Duvall received an Oscar nomination for his performance here. It would be easy to assume he received it for bravely showing a man whose body is failing him, and for suffering the indignity of appearing of screen in various states of physical and emotional disrepair. To be honest the overall performance deserves the acclaim it received. Joseph is a complex, multi-layered character whose facets get revealed, onion-like, as the film goes on. He remains one of America's great living actors - The Judge acts as a reminder of that.
The supporting performances are generally very strong, including Vincent D'Onofrio is Hank's slightly resentful older brother, the always-excellent Vera Farmiga as Hank's former home town sweetheart, and a slightly under-used Billy Bob Thornton as the lawyer prosecuting the state's case against Joseph.
There is a nice visual texture to the film, with high contrasts and desaturated colour thanks to cinematographer and regular Spielberg collaborator Janusz Kaminski. The performances seem well directed by David Dobkin, making quite a break in his career here; his earlier films include Shanghai Knights and Wedding Crashers.

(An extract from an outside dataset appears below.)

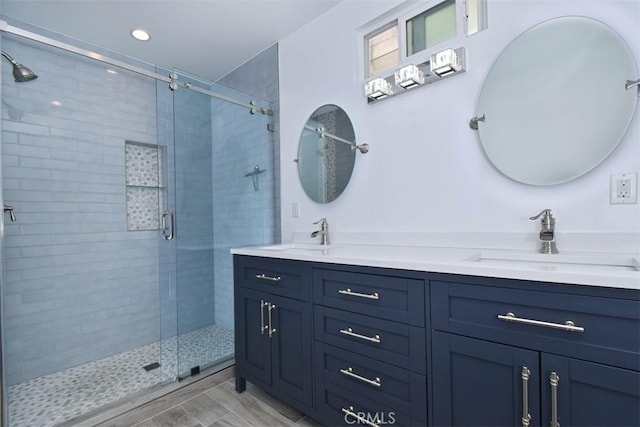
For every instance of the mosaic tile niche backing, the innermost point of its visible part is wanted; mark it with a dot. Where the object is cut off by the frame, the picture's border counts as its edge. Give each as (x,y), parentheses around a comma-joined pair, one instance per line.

In the end the film is fairly predictable, and it certainly goes on a solid five minutes longer than it needs to, but there is something comforting about it. It brings an aroma of mainstream cinema from back in the early 1990s, back at a time when I really started focusing upon and appreciating cinema. Good performances, a pleasant nostalgia trip; sometimes that really is all I need to be entertained.